ResultTask is created with a broadcast variable with the RDD and the function to execute it on and the partition.

Table 1. ResultTask’s Internal Registries and Counters
Name Description


Collection of TaskLocations.

Corresponds directly to unique entries in locs with the only rule that when locs is not defined, it is empty, and no task location preferences are defined.

Initialized when ResultTask is created.

Used exclusively when ResultTask is requested for preferred locations.

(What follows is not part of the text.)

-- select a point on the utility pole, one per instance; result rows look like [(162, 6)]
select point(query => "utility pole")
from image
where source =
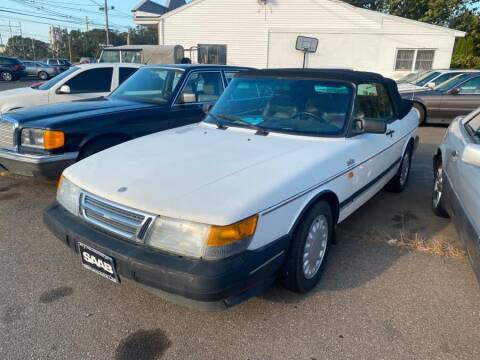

Creating ResultTask Instance

ResultTask takes the following when created:

  • stageId — the stage the task is executed for

  • stageAttemptId — the stage attempt id

  • Broadcast variable with the serialized task (as Array[Byte]). The broadcast contains of a serialized pair of RDD and the function to execute.

  • Partition to compute

  • Collection of TaskLocations, i.e. preferred locations (executors) to execute the task on

  • outputId

  • local Properties

  • The stage’s serialized TaskMetrics (as Array[Byte])

  • (optional) Job id

  • (optional) Application id

  • (optional) Application attempt id

ResultTask initializes the internal registries and counters.

preferredLocations Method

preferredLocations: Seq[TaskLocation]
preferredLocations is part of Task contract.

preferredLocations simply returns preferredLocs internal property.

Deserialize RDD and Function (From Broadcast) and Execute Function (on RDD Partition) — runTask Method

runTask(context: TaskContext): U
U is the type of a result as defined when ResultTask is created.

runTask deserializes a RDD and a function from the broadcast and then executes the function (on the records from the RDD partition).

runTask is part of Task contract to run a task.

Internally, runTask starts by tracking the time required to deserialize a RDD and a function to execute.

taskBinary broadcast is defined when ResultTask is created.

runTask records _executorDeserializeTime and _executorDeserializeCpuTime properties.

In the end, runTask executes the function (passing in the input context and the records from partition of the RDD).

partition to use to access the records in a deserialized RDD is defined when ResultTask was created.